Lucene Summit: Erik Hatcher
The co-author of Lucene in Action, this presentation could probably have been termed a keynote. Erik is working with Lucene and Solr in quite a few projects and some of the displays are fairly interesting. Most of these projects are listed under patacriticism.org though there is another called Juxta which also used Lucene though mostly for data analysis.
Rosetti Archive
- Available at rossettiarchive.org
- Uses lucene for full text search
- Has multiple types of digitized objects - poems, paintings, etc
- Scholars demanded case sensitive version - accomplished with two seperate indexes - checkbox chooses index
- Metadata is mixed - some have alot, some don't, many based on crappy xml formats
- More like this function that creates query from object data
Nines and Collex
- A scholary portal for 19th century objects.

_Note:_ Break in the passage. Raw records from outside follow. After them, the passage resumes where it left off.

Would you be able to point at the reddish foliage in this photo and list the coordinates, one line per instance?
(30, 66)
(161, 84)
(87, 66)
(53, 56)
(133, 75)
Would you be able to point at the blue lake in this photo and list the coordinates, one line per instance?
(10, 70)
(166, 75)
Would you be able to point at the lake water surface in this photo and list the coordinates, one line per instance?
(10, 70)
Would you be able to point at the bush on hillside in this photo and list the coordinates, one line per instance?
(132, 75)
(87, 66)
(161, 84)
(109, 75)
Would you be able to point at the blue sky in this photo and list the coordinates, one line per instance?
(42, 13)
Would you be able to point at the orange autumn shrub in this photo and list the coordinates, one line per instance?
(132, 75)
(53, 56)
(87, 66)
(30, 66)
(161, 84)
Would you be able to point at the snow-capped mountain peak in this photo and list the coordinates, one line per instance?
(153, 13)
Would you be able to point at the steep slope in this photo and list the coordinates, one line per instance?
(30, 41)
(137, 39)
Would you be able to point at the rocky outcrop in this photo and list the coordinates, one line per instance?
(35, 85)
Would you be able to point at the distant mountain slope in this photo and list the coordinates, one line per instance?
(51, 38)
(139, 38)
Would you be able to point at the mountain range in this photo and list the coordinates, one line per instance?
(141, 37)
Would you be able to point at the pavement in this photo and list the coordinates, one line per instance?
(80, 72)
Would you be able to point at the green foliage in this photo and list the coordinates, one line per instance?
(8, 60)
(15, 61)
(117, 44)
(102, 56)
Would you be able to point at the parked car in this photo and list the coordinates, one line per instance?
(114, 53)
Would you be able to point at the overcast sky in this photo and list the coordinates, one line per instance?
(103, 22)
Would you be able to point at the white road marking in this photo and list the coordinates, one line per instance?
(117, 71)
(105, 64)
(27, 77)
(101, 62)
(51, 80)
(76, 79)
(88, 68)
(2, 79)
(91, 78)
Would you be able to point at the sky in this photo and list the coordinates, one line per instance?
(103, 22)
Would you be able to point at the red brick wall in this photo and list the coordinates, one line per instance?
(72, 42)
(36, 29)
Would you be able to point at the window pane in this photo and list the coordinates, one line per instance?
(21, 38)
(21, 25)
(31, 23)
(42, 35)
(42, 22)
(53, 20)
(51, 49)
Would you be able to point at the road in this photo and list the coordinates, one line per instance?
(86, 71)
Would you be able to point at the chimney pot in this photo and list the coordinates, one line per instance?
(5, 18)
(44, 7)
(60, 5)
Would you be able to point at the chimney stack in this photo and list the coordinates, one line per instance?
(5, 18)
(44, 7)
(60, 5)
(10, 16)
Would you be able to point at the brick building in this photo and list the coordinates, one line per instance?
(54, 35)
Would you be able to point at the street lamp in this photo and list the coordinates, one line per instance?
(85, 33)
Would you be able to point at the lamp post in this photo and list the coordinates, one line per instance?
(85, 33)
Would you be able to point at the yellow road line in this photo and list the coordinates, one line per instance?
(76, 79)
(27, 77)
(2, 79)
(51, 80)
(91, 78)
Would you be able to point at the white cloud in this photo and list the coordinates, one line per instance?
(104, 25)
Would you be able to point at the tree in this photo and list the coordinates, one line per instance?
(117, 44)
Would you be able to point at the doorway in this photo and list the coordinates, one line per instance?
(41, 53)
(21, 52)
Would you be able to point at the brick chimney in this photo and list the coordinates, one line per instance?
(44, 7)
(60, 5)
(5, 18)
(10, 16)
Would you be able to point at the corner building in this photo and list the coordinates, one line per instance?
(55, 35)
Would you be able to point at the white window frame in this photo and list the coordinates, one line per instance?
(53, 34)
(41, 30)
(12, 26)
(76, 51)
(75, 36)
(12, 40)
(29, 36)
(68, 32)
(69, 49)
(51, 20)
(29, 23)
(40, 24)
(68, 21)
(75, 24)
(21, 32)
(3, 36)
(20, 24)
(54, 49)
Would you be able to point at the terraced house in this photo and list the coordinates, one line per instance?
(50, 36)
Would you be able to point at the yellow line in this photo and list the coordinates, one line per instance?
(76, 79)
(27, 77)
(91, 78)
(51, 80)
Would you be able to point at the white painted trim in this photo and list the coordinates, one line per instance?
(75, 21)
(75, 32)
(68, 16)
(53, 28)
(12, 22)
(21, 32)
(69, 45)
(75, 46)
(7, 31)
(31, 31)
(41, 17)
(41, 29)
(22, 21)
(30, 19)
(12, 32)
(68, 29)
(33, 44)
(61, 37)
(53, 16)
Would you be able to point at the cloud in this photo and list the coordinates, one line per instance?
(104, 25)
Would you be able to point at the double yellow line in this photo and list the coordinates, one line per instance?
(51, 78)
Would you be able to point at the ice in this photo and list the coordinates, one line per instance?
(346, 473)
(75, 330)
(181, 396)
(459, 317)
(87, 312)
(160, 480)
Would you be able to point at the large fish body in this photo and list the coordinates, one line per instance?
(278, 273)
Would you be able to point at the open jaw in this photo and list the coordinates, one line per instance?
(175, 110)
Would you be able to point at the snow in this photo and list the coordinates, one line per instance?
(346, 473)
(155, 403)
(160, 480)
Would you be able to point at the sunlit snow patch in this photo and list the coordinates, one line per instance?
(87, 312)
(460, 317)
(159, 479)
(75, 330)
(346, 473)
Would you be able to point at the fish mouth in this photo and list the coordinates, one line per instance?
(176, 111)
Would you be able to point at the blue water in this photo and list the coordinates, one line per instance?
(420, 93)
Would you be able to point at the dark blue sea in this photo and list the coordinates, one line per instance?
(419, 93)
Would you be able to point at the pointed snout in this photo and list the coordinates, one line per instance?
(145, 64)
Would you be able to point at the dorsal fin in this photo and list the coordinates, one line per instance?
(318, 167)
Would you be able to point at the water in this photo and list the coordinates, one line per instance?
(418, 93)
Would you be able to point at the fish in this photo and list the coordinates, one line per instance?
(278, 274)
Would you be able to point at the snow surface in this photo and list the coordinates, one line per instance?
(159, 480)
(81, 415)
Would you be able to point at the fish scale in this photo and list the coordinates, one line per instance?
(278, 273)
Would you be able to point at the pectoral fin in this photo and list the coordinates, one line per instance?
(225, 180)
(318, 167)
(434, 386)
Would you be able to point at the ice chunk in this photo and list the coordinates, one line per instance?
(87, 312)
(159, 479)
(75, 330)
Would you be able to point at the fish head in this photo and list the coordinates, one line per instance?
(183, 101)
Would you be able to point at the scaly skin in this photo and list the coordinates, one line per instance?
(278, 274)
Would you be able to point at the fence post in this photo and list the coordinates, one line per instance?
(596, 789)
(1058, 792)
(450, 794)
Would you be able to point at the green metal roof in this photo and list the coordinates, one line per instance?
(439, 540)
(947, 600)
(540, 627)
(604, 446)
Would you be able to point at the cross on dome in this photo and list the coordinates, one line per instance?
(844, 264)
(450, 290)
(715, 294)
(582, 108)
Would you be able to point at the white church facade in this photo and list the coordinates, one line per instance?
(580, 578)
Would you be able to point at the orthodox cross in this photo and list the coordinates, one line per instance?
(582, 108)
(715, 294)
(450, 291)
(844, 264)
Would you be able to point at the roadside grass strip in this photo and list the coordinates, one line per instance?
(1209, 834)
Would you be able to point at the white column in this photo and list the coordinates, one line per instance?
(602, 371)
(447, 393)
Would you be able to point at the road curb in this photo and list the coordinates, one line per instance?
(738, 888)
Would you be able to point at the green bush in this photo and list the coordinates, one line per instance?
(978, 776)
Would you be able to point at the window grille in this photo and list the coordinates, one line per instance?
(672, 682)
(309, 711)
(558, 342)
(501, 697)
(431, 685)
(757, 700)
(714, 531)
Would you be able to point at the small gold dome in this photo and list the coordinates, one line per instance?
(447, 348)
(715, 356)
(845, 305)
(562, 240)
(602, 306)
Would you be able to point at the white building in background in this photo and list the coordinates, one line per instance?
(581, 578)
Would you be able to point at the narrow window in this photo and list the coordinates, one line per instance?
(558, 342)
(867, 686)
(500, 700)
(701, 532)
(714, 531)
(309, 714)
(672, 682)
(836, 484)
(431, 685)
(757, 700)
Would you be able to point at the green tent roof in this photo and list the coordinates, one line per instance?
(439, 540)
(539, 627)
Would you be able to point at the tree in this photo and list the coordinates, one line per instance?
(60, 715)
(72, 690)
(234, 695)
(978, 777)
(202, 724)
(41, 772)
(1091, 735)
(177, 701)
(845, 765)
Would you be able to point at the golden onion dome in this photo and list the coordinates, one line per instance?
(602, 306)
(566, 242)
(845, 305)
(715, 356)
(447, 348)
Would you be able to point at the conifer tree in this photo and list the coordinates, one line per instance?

- Available at www.nines.org/collex
- Interface uses idea of facets/sets/collections - add and subtract facets to limit your collection - keyword not really necessary
- facets are intersections between sets
- objects can be in multiple sets
- counts shown are specific to the current restraints - dynamic - cached to speed up
- can intercept any set - example: everything in a category i haven't collected/taged
- username, collection - just another facet - everything is a set - sets can be objects
- there is an index for the archive and a seperate index for user data currently
- docsets used for users
- currently writing an update handler for solr to help make dynamic/user data easier to handle - update single fields
- hopeful to allow member archives to use the connections users make within collex
- atom exports one possibility
- open-source project at sourceforge but not really general at this point
- ruby on rails frontend with solr on the backend. mysql is also used for some user data, may contain index in future
- rdf -> solr right now. member archives submit the rdf format or are converted to it
- future: move more things to mysql so displays can be built faster without pulling information from index itself (limit lucene/solr for searching)
There was more information in the presentation but I found it hard to summarize some of it. I really found the Collex interface concept to be very interesting. Everything is a contraint or limit and you can easily add or invert the contraint. It’s also easy to add things to a personal collection and parts of the personal collection then become facets/contraints themselves. He’s really using all of the metadata (archive and user) to it’s full extent. He also has more plans including “exhibits” where people can “curate collections”. These collections themselves can then become objects in the index and so on. This project will be something to watch.